Iqbal bahkan mengklaim bahwa tidak benar Menteri Agama membandingkan toa masjid dengan gonggongan anjing seperti yang diberitakan di sejumlah media.

“Coba sama-sama kita dengar dan simak kembali yang disampaikan Gus Menteri, hanya membuat tamsilan saja. Tidak membandingkan suara azan dengan suara anjing. Ia hanya memberikan contoh tentang cara menjaga suasana kekeluargaan dan keharmonisan masyarakat,” katanya.

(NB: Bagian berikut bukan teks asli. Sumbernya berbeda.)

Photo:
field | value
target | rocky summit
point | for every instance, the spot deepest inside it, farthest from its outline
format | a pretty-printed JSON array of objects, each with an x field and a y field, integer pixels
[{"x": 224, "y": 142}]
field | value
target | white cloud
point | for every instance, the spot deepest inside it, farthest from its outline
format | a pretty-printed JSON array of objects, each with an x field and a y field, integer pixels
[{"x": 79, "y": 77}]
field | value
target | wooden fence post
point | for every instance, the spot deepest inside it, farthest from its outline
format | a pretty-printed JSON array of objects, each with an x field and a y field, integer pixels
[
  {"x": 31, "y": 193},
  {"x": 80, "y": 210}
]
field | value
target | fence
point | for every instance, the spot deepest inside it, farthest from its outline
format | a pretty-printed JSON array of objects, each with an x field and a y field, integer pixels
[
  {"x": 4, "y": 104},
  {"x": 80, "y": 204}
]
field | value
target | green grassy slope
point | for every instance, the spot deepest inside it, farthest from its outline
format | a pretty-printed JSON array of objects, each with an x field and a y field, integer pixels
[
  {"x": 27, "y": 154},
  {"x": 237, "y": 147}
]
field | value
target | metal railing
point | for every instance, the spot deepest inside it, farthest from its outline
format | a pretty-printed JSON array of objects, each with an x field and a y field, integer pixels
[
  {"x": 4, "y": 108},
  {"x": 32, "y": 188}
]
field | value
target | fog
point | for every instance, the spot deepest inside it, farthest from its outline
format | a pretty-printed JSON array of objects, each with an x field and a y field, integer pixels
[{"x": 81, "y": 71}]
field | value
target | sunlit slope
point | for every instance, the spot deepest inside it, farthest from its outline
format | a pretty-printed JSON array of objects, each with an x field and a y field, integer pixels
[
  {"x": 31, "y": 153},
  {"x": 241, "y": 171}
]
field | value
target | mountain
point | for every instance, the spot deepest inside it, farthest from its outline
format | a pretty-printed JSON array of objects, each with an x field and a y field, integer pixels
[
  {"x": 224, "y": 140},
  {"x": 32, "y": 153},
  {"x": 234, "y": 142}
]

Menurut Iqbal, bisa dibayangkan kalau penggunaan pengeras suara digunakan bukan pada tempatnya apalagi digunakan oleh orang yang tidak tepat pula pasti memunculkan persoalan baru. yang akan mengganggu kenyamanan dan persaudaraan.

Iqbal berharap kepada semua pihak untuk tidak salah memahami apalagi terprovokasi dengan berita-berita yang sebenarnya belum tentu benar.

“Saat itu Menag menjelaskan soal aturan azan, kita sudah terbitkan surat edaran pengaturan. Kita tidak melarang masjid-musala menggunakan toa, tidak. Silakan. Karena kita tahu itu bagian dari syiar agama Islam. Tetapi ini harus diatur, tentu saja. Diatur bagaimana volume speaker, toanya tidak boleh kencang-kencang, 100 dB maksimal. Diatur kapan mereka bisa mulai menggunakan speaker itu, sebelum azan dan setelah azan, bagaimana menggunakan speaker di dalam dan seterusnya. Tidak ada pelarangan,” jelasnya.

Dikatakannya, aturan ini dibuat untuk tetap menjaga kemaslahatan dan penuh pertimbangan. Iqbal menyebut ini semua untuk kepentingan kita bersama dan tanpa berlebihan.

“Kita juga tau, saat ini begitu banyak masjid dan musala yang dibangun berdekatan, kalau semua suara di waktu bersamaan muncul, dimungkinkan tidak fokus terhadap yang disampaikan. Cuma mengenai pengaturan waktu yang diatur dalam SE tersebut supaya tidak ada pihak yang merasa dirugikan,” katanya.

Iqbal menjelaskan adanya Surat Edaran tersebut supaya umat di Indonesia ini menjaga ukhwah sesama, bersikap toleransi, membangun harmonisasi dan kerukunan antar umat terawat dengan baik.

Karenanya, Iqbal mengajak masyarakat untuk berpikir positif dan tabayyun terhadap informasi yang diterima, sehingga tidak memunculkan stigma yang tidak jelas dan belum tentu valid kebenarannya.

Ia mengatakan, pengaturan pengeras volume suara di masjid dan musala dan tempat beribadah lain sesungguhnya bukan hal yang baru.

Sebelumnya telah diatur oleh Kementerian Agama sejak masa orde baru yang diatur dalam Instruksi Direktur Jenderal Bimbingan Masyarakat Islam Nomor Kep/D/101/1978 tentang Penggunaan Pengeras Suara di Masjid, Langgar, dan Musala.